While the Wii's controller is very advanced and innovative, its processing power is not. The system uses a more powerful version of the Nintendo GameCube's processor, and it doesn't have nearly as much polygon-pushing power as the Xbox 360 or the PlayStation 3. While Microsoft's and Sony's consoles support high-definition outputs of up to 1080p, the Wii can hit only the GameCube's ceiling of 480p, and even that mode can't be used with the Wii's included composite AV cables. (Most if not all of the Wii's games will, however, be optimized for wide-screen TVs.) The Wii also lacks advanced surround sound, instead sticking with the GameCube's Dolby Pro-Logic II matrixed surround (based on a stereo signal, not native 5.1). In other words, if you're looking for state-of-the-art eye candy, you're going to want to opt for the PS3 or the Xbox 360--either of which will take a significantly larger chunk of your bank account.

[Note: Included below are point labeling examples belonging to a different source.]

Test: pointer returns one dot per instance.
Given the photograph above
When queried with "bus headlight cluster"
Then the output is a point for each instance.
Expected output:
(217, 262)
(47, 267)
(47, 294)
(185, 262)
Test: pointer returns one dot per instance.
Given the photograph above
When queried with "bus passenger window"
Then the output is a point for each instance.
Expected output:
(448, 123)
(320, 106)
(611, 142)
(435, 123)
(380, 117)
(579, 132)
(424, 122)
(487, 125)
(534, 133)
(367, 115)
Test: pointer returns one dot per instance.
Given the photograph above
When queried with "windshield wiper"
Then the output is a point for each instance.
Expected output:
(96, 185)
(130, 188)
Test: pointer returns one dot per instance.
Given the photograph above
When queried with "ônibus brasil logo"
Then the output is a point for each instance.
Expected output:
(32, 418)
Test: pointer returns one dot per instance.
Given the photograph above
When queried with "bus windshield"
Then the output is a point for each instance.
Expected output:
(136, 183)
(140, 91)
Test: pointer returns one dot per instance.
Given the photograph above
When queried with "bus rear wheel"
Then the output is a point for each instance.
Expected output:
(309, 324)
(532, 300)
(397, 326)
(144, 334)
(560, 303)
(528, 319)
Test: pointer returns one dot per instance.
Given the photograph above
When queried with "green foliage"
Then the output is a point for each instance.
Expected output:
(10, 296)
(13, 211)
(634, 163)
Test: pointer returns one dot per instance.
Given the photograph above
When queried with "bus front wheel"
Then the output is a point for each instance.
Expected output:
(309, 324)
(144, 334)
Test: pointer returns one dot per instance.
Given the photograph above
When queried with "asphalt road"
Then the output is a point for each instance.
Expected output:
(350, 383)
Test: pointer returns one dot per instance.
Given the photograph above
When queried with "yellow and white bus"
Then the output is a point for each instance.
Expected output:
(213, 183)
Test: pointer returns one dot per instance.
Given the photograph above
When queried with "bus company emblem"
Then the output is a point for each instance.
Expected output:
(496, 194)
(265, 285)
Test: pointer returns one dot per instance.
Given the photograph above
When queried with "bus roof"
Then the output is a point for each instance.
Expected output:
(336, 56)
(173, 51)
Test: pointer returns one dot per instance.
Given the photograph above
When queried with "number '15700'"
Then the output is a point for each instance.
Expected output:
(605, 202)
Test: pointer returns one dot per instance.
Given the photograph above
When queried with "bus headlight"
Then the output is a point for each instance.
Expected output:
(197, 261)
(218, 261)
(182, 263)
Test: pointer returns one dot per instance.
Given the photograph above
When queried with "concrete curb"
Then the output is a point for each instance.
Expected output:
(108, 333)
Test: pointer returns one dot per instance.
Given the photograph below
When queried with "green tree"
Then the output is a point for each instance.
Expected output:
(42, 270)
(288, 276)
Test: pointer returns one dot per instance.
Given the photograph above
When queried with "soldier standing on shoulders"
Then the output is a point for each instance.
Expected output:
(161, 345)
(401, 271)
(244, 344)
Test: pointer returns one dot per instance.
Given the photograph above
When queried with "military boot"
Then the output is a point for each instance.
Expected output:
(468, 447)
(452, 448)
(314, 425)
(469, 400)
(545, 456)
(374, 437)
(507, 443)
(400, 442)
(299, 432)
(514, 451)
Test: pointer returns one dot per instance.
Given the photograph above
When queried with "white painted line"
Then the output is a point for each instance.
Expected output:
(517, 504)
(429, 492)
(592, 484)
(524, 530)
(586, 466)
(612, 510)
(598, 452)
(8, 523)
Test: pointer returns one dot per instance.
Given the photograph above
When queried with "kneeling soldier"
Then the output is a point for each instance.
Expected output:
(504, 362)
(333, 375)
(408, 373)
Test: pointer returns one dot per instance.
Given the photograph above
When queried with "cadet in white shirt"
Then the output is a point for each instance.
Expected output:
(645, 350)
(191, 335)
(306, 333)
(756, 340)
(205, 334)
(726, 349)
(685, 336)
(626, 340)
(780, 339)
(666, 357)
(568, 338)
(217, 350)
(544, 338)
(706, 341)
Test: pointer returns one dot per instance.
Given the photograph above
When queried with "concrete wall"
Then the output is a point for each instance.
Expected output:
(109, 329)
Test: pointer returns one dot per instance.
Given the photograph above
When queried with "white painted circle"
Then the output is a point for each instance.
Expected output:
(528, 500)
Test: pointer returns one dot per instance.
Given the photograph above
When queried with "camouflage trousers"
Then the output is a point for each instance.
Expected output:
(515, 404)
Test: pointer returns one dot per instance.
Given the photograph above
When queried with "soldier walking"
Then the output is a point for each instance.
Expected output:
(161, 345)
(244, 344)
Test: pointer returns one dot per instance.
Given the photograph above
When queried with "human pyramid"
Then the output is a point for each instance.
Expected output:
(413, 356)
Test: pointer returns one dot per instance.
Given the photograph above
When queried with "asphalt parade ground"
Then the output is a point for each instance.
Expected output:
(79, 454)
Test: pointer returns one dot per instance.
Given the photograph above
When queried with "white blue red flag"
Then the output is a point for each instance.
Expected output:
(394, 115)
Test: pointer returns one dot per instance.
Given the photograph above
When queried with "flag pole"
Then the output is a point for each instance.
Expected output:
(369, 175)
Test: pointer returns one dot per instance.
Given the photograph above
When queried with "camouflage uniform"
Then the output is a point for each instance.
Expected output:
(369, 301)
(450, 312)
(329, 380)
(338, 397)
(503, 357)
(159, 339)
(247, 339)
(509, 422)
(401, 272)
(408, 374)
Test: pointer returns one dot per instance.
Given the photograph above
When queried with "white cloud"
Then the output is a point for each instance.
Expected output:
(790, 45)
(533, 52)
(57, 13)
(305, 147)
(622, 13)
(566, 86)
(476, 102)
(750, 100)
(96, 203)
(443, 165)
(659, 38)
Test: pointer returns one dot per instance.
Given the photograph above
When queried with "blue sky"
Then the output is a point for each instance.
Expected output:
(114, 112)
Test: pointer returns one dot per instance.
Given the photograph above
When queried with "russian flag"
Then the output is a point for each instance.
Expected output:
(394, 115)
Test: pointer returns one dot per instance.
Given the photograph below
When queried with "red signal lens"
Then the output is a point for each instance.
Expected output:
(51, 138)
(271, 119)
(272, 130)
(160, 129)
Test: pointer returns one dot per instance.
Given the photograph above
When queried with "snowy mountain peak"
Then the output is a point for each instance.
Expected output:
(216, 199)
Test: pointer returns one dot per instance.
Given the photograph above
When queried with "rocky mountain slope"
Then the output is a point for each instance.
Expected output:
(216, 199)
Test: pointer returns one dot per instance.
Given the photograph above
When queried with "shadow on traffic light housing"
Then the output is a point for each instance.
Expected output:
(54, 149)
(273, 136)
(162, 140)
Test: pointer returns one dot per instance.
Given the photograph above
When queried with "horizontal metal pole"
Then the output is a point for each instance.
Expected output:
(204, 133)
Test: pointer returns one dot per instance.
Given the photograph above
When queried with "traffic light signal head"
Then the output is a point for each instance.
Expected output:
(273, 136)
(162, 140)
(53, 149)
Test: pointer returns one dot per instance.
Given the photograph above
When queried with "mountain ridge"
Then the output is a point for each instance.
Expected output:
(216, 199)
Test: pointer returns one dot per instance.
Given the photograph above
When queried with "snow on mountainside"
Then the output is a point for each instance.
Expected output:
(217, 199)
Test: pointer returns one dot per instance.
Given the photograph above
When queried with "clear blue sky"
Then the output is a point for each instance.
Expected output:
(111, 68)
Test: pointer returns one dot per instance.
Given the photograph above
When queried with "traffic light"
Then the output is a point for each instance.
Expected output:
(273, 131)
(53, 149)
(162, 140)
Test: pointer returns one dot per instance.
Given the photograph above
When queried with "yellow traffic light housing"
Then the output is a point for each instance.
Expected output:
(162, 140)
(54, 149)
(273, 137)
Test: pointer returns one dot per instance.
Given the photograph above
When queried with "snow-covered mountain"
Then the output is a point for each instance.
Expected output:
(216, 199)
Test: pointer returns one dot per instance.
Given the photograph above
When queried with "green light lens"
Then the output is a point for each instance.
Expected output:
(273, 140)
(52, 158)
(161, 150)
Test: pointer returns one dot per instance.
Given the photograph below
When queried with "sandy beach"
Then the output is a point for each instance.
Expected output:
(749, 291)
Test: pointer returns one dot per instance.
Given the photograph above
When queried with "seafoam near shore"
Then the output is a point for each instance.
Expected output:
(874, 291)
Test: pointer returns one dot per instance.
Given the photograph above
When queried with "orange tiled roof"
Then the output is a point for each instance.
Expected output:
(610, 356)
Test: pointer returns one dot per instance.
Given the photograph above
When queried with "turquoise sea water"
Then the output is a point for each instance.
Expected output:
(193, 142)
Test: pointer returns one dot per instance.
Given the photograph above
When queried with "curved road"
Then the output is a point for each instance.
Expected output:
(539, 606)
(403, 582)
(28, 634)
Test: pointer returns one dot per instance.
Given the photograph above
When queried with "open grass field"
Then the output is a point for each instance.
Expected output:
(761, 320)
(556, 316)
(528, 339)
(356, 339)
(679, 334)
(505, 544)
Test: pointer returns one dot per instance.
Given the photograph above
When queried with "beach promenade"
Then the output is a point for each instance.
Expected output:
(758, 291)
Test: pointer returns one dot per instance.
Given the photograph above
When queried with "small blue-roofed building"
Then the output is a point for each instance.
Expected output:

Is the Wii worth picking up? It all depends on what you're looking for. If you've been clamoring for an all-purpose next-generation multimedia box with blinding HD graphics, the Wii will be a disappointment. But Nintendo didn't intend to compete in that arena anyway: the Wii is focused squarely on delivering fun and innovative gameplay, leaving Sony and Microsoft to battle it out at the high end. The Wiimote and its motion-sensing, pseudo-virtual-reality controls are the biggest draws of the console, and its online capabilities, Wii Channels, Virtual Console, and GameCube backward-compatibility are just a thick, sweet layer of icing on an already tasty cake. Likewise, the Wii is the only home console that lets you play games featuring nostalgic Nintendo-only franchises such as Mario, Zelda, and Metroid. With a price tag of just $200 and the addition of Wii Sports Resort and MotionPlus, there's plenty of fun to be had right out of the box.